On the pedagogical side, I'm covering a few weird and interesting areas with Categorical columns in pandas, namely - working with missing values and categoricals, and grouping on categoricals. Categoricals can be very helpful, but that comes at a price of having to pay a somewhat careful attention when using them.

Get the data

We get the data straight from MOT's ftp. Just so I don't repeat the last post, this went out to a separate module.

In [6]:
from gtfs_utils import *
LOCAL_ZIP_PATH = 'data/sample/gtfs_181218.zip' 

conn = ftp_connect()
ftp_dir = get_ftp_dir(conn)
UPTODATE = 90 #days
our_uptodateness = get_uptodateness(ftp_dir, local_zip_path=LOCAL_ZIP_PATH)

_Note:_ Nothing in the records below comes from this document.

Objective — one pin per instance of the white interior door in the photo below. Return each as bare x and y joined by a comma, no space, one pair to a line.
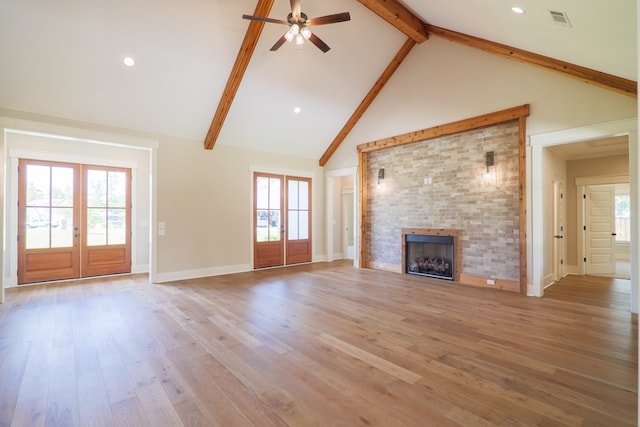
348,232
558,229
600,229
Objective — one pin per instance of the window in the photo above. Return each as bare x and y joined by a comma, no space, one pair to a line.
623,217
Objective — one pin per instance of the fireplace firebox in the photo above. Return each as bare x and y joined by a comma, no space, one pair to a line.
430,255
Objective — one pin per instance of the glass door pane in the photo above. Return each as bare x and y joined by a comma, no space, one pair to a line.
106,207
268,209
298,210
49,207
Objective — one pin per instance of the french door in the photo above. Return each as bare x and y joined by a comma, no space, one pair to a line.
281,220
73,221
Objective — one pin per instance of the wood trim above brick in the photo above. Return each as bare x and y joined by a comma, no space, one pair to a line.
460,126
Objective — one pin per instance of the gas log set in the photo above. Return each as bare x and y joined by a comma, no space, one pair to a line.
431,266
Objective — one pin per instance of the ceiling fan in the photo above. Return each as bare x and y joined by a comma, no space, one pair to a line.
298,23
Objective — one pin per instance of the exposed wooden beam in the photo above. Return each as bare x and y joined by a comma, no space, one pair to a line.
587,75
478,122
366,102
400,17
237,72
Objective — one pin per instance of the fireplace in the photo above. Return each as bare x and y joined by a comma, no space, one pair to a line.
430,253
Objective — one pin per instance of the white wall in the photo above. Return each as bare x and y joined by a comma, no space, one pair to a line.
205,200
204,197
37,140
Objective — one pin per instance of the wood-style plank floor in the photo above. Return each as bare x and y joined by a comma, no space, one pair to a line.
322,344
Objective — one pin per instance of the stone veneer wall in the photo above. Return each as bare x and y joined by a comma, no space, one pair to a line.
459,196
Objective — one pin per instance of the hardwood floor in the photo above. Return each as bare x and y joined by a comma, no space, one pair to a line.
321,344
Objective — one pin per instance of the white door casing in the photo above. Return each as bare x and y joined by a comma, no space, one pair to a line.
558,229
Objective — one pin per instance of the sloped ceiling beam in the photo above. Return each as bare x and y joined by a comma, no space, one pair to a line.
237,72
400,17
404,20
366,102
587,75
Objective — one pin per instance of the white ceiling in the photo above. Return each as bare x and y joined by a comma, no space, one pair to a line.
614,146
64,58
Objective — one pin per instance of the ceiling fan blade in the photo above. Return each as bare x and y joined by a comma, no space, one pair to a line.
329,19
263,19
295,9
282,40
319,43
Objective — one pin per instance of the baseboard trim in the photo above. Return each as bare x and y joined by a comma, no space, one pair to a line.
202,272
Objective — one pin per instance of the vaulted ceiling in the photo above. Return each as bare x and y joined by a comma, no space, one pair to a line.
64,59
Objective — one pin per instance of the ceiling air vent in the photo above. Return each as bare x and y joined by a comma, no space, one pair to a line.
560,18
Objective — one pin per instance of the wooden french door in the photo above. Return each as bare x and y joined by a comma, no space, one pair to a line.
73,221
298,231
281,236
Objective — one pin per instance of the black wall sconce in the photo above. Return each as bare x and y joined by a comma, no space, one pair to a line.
489,161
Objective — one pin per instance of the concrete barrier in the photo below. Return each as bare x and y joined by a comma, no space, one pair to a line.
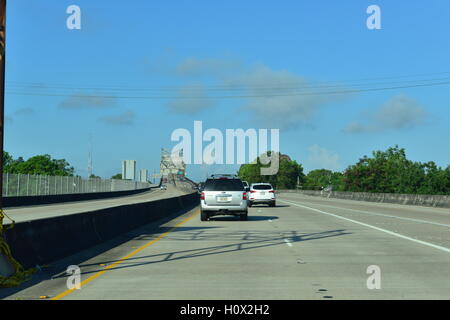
410,199
9,202
40,242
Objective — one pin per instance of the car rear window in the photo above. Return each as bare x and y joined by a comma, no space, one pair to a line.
224,185
262,187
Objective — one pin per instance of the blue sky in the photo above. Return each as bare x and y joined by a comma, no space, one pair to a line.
177,49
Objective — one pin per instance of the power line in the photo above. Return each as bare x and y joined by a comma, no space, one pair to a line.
344,91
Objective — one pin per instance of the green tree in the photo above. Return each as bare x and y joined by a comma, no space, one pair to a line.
391,172
41,165
322,178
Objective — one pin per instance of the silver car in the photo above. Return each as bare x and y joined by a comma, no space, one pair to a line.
223,195
262,193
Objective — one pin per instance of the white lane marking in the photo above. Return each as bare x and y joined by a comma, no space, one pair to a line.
383,215
288,242
373,227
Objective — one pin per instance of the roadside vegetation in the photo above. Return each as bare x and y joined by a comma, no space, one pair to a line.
384,172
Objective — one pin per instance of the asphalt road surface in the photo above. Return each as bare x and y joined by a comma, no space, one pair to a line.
46,211
305,248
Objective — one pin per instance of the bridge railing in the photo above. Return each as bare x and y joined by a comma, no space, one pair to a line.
16,185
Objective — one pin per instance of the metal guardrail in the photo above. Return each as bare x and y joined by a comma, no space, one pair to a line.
17,185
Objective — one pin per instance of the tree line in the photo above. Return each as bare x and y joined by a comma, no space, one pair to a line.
384,172
42,165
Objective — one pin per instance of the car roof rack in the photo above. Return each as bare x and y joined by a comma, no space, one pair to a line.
221,176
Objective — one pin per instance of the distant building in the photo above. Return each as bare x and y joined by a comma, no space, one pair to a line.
129,169
143,175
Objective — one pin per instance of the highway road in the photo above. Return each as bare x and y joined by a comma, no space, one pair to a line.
305,248
46,211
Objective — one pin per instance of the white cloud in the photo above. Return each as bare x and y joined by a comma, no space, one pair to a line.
190,99
281,99
87,101
124,119
400,112
321,158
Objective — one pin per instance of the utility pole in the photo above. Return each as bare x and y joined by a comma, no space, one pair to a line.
2,89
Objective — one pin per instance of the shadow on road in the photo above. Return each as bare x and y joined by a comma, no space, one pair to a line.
240,241
250,218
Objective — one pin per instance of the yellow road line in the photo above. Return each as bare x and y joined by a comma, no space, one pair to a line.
98,274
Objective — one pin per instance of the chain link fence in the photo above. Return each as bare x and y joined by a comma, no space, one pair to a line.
17,185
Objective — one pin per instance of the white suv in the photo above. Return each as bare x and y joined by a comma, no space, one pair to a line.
223,195
262,193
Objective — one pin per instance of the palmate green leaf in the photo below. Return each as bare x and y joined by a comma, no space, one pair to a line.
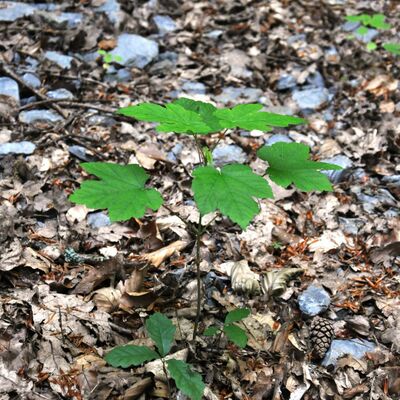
121,190
237,315
196,117
394,48
188,381
230,190
211,331
374,21
289,163
249,116
162,332
174,117
128,355
236,335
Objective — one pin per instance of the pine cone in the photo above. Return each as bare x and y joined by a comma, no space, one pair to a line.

if our_uptodateness > UPTODATE:
    get_ftp_file(conn)
    get_ftp_file(conn, file_name = 'Tariff.zip', local_zip_path = 'data/sample/tariff.zip' )

conn.quit()
Out[6]:
'221 Goodbye.'

We load MOT's tarrif.txt file, which will give us zone names and other local info

In [7]:
tariff_df = extract_tariff_df(local_zip_path = 'data/sample/tariff.zip')
tariff_df.head()
Out[7]:
ShareCode zone_name zone_id Daily Weekly Monthly FromDate ToDate
0 141 גוש דן 210 13.5 64.0 213.0 01/04/2016 00:00:00 01/01/2200 00:00:00
10 152 שרון 221 13.5 57.5 149.0 01/04/2016 00:00:00 01/01/2200 00:00:00
11 153 ראש העין שוהם 222 13.5 57.5 149.0 01/04/2016 00:00:00 01/01/2200 00:00:00
12 154 רחובות 223 13.5 57.5 149.0 01/04/2016 00:00:00 01/01/2200 00:00:00
13 155 נתניה 231 13.5 57.5 149.0 01/04/2016 00:00:00 01/01/2200 00:00:00

Tidy it up

Again I'm using partridge for filtering on dates, and then some tidying up and transformations.

In [8]:
import partridge as ptg

service_ids_by_date = ptg.read_service_ids_by_date(LOCAL_ZIP_PATH)
service_ids = service_ids_by_date[datetime.date(2017, 12, 21)]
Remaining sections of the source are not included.